La notizia è stata confermata da Last.fm attraverso una nota ufficiale diramata in queste ore, tramite cui la società ha spiegato che sono in corso delle indagini per verificare quanto accaduto. Intanto, chiede ai propri iscritti di cambiare password, mossa assolutamente necessaria soprattutto se si utilizzano le medesime credenziali anche per altri servizi o siti Web.

«Stiamo al momento investigando sulle password rubate per alcuni utenti Last.fm. Questo fatto segue vicende similari accadute su altri siti, così come le informazioni pubblicate online. Come misura precauzionale, stiamo chiedendo a tutti i nostri utenti di cambiare le loro password immediatamente».

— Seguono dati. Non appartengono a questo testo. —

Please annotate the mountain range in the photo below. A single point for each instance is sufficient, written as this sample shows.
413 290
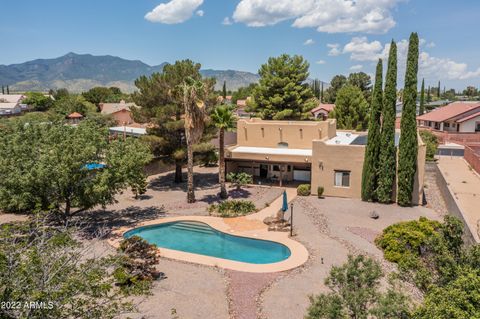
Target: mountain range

Last.fm si riferisce chiaramente a LinkedIn, che proprio nelle scorse ore è stato oggetto di un importante attacco cracker, effettuato da parte di un utente che ha rubato circa 6,5 milioni di password pubblicandole, peraltro, online su un forum russo. In riferimento al servizio di musica in streaming, non sono però stati diramati i numeri delle credenziali d’accesso rubate. Attenzione alla ricezione di eventuali email fasulle contenenti link che richiedono di essere cliccati per impostare una nuova password: in questo caso, si tratterebbe di phishing. Prestare attenzione, in questi casi, è cosa più che necessaria per tutelare la propria sicurezza online.